Queue - sivakrsna/Java-Interview GitHub Wiki

Queue

  • A collection designed for holding elements prior to processing.
  • Queues typically, but do not necessarily, order elements in a FIFO (first-in-first-out) manner.
  • Queue implementations generally do not allow insertion of null elements

The remove() and poll() methods remove and return the head of the queue. Exactly which element is removed from the queue is a function of the queue's ordering policy, which differs from implementation to implementation. The remove() and poll() methods differ only in their behavior when the queue is empty: the remove() method throws an exception, while the poll() method returns null.

PriorityQueue

  • The PriorityQueue class is a priority queue based on the heap data structure.
  • This queue orders elements according to the order specified at construction time, which can be the elements' natural ordering or the ordering imposed by an explicit Comparator.
  • A priority queue does not permit null elements.
  • The queue retrieval operations — poll, remove, peek, and element — access the element at the head of the queue.
  • The head of the queue is the least element with respect to the specified ordering. If multiple elements are tied for least value, the head is one of those elements; ties are broken arbitrarily.

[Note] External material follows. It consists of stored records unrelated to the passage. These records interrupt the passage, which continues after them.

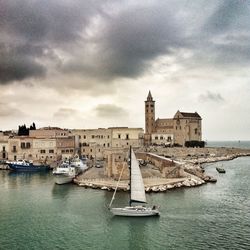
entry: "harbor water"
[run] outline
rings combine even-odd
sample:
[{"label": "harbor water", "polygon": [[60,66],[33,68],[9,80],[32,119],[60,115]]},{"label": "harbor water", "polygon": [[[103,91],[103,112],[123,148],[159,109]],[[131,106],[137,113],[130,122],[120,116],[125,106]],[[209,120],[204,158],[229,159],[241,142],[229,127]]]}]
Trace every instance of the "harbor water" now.
[{"label": "harbor water", "polygon": [[[250,157],[217,165],[205,166],[216,184],[147,194],[152,218],[114,217],[112,192],[51,173],[0,171],[0,249],[250,249]],[[127,201],[118,192],[114,206]]]}]

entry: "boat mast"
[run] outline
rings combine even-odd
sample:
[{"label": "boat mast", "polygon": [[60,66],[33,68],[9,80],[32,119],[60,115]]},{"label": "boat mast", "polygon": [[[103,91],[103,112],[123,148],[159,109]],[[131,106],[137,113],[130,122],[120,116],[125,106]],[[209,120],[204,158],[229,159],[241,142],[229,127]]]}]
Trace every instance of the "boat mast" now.
[{"label": "boat mast", "polygon": [[131,166],[132,166],[132,147],[130,145],[130,148],[129,148],[129,192],[130,192],[129,206],[130,207],[132,205],[132,200],[131,200]]},{"label": "boat mast", "polygon": [[117,189],[118,189],[118,186],[119,186],[119,183],[120,183],[122,174],[123,174],[124,167],[125,167],[125,165],[123,165],[121,174],[120,174],[119,179],[118,179],[118,181],[117,181],[117,183],[116,183],[115,191],[114,191],[114,193],[113,193],[112,199],[111,199],[111,201],[110,201],[110,203],[109,203],[109,206],[108,206],[109,208],[111,208],[112,203],[113,203],[113,201],[114,201],[114,199],[115,199],[116,191],[117,191]]}]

Concurrent Queue Implementations

The java.util.concurrent package contains a set of synchronized Queue interfaces and classes. BlockingQueue extends Queue with operations that wait for the queue to become nonempty when retrieving an element and for space to become available in the queue when storing an element. This interface is implemented by the following classes:

  1. LinkedBlockingQueue — an optionally bounded FIFO blocking queue backed by linked nodes
  2. ArrayBlockingQueue — a bounded FIFO blocking queue backed by an array
  3. PriorityBlockingQueue — an unbounded blocking priority queue backed by a heap
  4. DelayQueue — a time-based scheduling queue backed by a heap
  5. SynchronousQueue — a simple rendezvous mechanism that uses the BlockingQueue interface

In JDK 7, TransferQueue is a specialized BlockingQueue in which code that adds an element to the queue has the option of waiting (blocking) for code in another thread to retrieve the element. TransferQueue has a single implementation:

  • LinkedTransferQueue — an unbounded TransferQueue based on linked nodes

DEQUE

  • A linear collection that supports element insertion and removal at both ends.
  • The name deque is short for "double ended queue" and is usually pronounced "deck".

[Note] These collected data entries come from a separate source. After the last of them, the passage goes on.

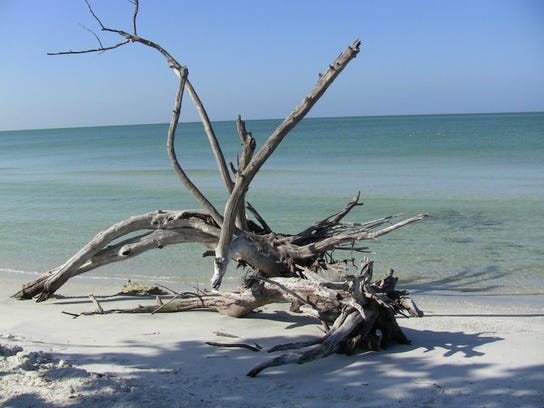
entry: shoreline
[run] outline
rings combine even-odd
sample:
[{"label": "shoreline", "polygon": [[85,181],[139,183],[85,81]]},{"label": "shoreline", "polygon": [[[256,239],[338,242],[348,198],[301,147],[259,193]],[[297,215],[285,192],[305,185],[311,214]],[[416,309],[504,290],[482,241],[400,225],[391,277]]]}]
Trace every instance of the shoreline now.
[{"label": "shoreline", "polygon": [[414,292],[426,316],[398,319],[411,345],[249,378],[270,354],[205,342],[267,349],[319,336],[320,326],[286,305],[241,319],[204,311],[74,319],[62,312],[94,310],[89,293],[108,309],[154,299],[104,298],[121,286],[75,282],[61,288],[62,297],[38,304],[9,298],[22,280],[0,275],[0,283],[2,406],[541,407],[544,400],[542,295]]},{"label": "shoreline", "polygon": [[[238,271],[229,271],[224,280],[223,290],[236,290],[240,285],[242,274]],[[43,276],[46,272],[37,271],[22,271],[0,267],[0,281],[12,282],[12,285],[16,287],[14,293],[17,291],[17,287],[28,283]],[[379,276],[379,275],[377,275]],[[435,282],[420,281],[414,283],[411,280],[403,280],[403,276],[399,276],[398,285],[400,288],[407,290],[414,296],[440,296],[440,297],[463,297],[463,298],[497,298],[496,304],[508,303],[509,299],[519,298],[524,304],[530,306],[532,303],[538,306],[537,302],[532,302],[533,297],[544,297],[544,290],[540,288],[532,288],[531,290],[525,287],[510,287],[510,286],[497,286],[493,288],[479,288],[471,287],[470,284],[465,286],[456,285],[455,288],[450,288],[448,285],[441,287]],[[93,275],[92,273],[86,273],[71,278],[66,284],[59,290],[60,293],[77,292],[77,288],[93,288],[97,290],[102,288],[113,289],[117,293],[127,282],[142,282],[145,285],[156,286],[162,285],[164,287],[171,288],[177,291],[194,290],[198,288],[208,288],[209,276],[202,276],[194,279],[183,279],[181,277],[174,276],[152,276],[145,274],[129,274],[125,276],[121,275]],[[81,290],[81,289],[80,289]]]}]

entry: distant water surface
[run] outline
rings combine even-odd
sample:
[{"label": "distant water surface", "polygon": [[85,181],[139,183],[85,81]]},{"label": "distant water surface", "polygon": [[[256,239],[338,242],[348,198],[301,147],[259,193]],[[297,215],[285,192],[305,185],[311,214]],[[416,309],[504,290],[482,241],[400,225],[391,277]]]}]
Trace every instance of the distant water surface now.
[{"label": "distant water surface", "polygon": [[[259,147],[278,123],[247,128]],[[235,161],[235,123],[214,128]],[[169,167],[166,131],[160,124],[0,132],[0,271],[31,279],[130,215],[198,208]],[[177,151],[221,207],[225,189],[200,124],[180,124]],[[394,267],[405,286],[433,290],[544,293],[544,113],[306,119],[248,198],[275,231],[293,233],[357,191],[365,205],[352,221],[430,214],[368,242],[378,274]],[[201,253],[199,245],[168,247],[88,275],[206,286],[212,265]]]}]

General-purpose implementations

  1. LinkedList
  2. ArrayDeque
  • The ArrayDeque class is the resizable array implementation of the Deque interface, whereas the LinkedList class is the list implementation.
  • The basic insertion, removal and retieval operations in the Deque interface addFirst, addLast, removeFirst, removeLast, getFirst and getLast. The method addFirst adds an element at the head whereas addLast adds an element at the tail of the Deque instance.
  • The LinkedList implementation is more flexible than the ArrayDeque implementation. LinkedList implements all optional list operations. null elements are allowed in the LinkedList implementation but not in the ArrayDeque implementation.
  • In terms of efficiency, ArrayDeque is more efficient than the LinkedList for add and remove operation at both ends. The best operation in a LinkedList implementation is removing the current element during the iteration. LinkedList implementations are not ideal structures to iterate.
  • The LinkedList implementation consumes more memory than the ArrayDeque implementation.

Concurrent Deque Implementations

The LinkedBlockingDeque class is the concurrent implementation of the Deque interface. If the deque is empty then methods such as takeFirst and takeLast wait until the element becomes available, and then retrieves and removes the same element.